5. Si le requérant soutient qu'il est exposé à des risques en cas de renvoi dans son pays d'origine et produit un mandat d'arrêt émanant du tribunal de police de Mardin en Turquie pour propagande en faveur d'une organisation terroriste, en l'absence de risque avéré de traitements inhumains ou dégradants encouru par M. A en Suisse, et alors qu'il ne ressort pas des pièces du dossier qu'un retour dans ce pays induirait un renvoi automatique de l'intéressé en Turquie sans examen préalable par les autorités suisses des menaces qui pèseraient sur sa vie ou sa liberté dans ce pays, la décision de transfert ne méconnaît pas les stipulations de l'article 3 de la convention européenne de sauvegarde des droits de l'homme et des libertés fondamentales.

6. En troisième lieu, aux termes de l'article 8 de la convention européenne de sauvegarde des droits de l'homme et des libertés fondamentales : " 1. Toute personne a droit au respect de sa vie privée et familiale, de son domicile et de sa correspondance. / 2. Il ne peut y avoir ingérence d'une autorité publique dans l'exercice de ce droit que pour autant que cette ingérence est prévue par la loi et qu'elle constitue une mesure qui, dans une société démocratique, est nécessaire à la sécurité nationale, à la sûreté publique, au bien-être économique du pays, à la défense de l'ordre et à la prévention des infractions pénales, à la protection de la santé ou de la morale, ou à la protection des droits et libertés d'autrui ". Pour l'application de ces stipulations, l'étranger qui invoque la protection due à son droit au respect de sa vie privée et familiale en France doit apporter toute justification permettant d'apprécier la réalité et la stabilité de ses liens personnels et familiaux effectifs en France au regard de ceux qu'il a conservés dans son pays d'origine.

7. Alors que M. A soutient que la décision attaquée méconnaît les stipulations de l'article 8 de la convention européenne de sauvegarde des droits de l'homme et des libertés fondamentales, il ne fait toutefois état d'aucune attache familiale ou sociale en France et n'apporte aucune précision permettant de l'établir. Par suite, le moyen doit être écarté.

8. En quatrième lieu, si M. A soutient que la décision attaquée méconnaîtrait la convention de Genève du 28 juillet 1951 sur le statut des réfugiés, complétée par le protocole de New-York, et la convention européenne de sauvegarde des droits de l'homme et des libertés fondamentales, en ce qu'elle violerait le principe de non-refoulement, il n'apporte cependant à l'appui de cette allégation aucune précision de nature à l'établir, alors même que sa demande d'asile a fait l'objet d'un examen par les autorités suisses et qu'il ne ressort pas des pièces du dossier, ainsi qu'il a été dit au point 5, qu'un retour dans ce pays induirait un renvoi automatique de l'intéressé en Turquie sans examen préalable par les autorités suisses des menaces qui pèseraient sur sa vie ou sa liberté dans ce pays.

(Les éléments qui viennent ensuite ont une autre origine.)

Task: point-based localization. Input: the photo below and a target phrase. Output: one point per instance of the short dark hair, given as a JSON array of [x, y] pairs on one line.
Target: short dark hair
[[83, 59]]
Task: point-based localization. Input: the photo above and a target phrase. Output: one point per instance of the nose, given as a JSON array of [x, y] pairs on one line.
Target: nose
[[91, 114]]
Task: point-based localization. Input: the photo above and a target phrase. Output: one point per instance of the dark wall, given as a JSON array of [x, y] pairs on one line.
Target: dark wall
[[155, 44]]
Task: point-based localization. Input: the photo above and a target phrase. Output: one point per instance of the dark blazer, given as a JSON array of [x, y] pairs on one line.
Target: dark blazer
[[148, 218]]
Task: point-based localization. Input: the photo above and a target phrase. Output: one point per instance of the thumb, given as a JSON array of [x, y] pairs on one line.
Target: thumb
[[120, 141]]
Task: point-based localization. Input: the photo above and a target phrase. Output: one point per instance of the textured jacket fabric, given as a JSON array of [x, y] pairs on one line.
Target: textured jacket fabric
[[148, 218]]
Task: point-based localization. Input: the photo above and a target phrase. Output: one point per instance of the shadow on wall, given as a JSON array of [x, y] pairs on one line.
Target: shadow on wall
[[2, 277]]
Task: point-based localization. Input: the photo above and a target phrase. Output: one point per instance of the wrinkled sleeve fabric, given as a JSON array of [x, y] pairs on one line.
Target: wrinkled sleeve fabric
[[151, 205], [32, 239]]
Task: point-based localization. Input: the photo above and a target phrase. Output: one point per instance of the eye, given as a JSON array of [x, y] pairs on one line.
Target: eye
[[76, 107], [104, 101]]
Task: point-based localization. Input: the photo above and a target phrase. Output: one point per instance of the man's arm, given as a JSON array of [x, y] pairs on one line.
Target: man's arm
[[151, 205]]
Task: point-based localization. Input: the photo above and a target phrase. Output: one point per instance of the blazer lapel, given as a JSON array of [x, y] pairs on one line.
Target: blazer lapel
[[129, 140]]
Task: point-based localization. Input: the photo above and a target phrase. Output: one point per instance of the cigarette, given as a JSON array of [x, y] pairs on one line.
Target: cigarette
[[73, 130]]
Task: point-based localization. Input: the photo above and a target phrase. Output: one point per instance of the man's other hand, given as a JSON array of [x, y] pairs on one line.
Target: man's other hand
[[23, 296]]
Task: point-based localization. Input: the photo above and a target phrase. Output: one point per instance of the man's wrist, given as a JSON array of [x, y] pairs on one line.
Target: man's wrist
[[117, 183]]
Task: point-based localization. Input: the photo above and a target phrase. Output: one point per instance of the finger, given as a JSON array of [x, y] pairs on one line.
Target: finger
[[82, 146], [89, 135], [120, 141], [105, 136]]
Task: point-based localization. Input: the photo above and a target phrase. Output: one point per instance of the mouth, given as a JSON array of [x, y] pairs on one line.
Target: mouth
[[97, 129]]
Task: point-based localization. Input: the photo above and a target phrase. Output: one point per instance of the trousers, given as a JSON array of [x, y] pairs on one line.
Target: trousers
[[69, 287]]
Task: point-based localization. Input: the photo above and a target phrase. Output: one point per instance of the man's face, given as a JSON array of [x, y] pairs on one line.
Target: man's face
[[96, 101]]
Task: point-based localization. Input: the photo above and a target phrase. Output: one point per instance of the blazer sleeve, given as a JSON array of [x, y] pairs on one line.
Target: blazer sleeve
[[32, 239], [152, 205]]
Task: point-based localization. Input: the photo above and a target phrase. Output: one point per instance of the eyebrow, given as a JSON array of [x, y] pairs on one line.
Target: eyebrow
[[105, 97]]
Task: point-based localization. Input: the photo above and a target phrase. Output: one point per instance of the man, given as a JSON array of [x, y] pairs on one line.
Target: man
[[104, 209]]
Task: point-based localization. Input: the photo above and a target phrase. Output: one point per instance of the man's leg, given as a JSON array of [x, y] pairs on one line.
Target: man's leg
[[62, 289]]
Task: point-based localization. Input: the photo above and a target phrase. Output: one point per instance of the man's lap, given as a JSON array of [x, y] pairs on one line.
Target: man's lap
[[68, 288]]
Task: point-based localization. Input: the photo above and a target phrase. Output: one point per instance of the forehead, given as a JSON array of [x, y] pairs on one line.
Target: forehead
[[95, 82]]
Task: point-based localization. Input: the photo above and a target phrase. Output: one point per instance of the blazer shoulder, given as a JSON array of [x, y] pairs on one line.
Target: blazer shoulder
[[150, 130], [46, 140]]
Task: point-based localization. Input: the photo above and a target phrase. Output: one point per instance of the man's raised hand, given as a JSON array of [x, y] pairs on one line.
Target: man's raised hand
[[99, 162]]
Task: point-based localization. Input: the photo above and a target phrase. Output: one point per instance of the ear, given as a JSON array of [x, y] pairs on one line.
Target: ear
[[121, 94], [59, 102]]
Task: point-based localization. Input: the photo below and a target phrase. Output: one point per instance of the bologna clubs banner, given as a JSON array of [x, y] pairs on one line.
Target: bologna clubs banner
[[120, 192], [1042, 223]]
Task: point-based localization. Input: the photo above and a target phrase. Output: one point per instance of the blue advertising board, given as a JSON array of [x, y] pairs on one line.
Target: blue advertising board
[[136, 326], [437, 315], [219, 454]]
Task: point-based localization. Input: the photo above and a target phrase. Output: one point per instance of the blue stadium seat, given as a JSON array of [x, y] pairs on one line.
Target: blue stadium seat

9. Il résulte de tout ce qui précède que les conclusions à fin d'annulation présentées par M. A doivent être rejetées.

Sur les conclusions à fin d'injonction :

10. Le présent jugement n'impliquant aucune mesure d'exécution, il n'y a pas lieu de faire droit aux conclusions à fin d'injonction présentées par le requérant.

DECIDE :

Article 1er : La requête de M. A est rejetée.

Article 2 : Le présent jugement sera notifié à M. C A et au préfet du Doubs.

Rendu public par mise à disposition au greffe le 4 février 2025.

Le magistrat désigné,

P. Debat

La greffière,

S. MatusinskiLa République mande et ordonne au préfet du Doubs en ce qui le concerne, ou à tous commissaires de justice à ce requis en ce qui concerne les voies de droit commun contre les parties privées, de pourvoir à l'exécution de la présente décision.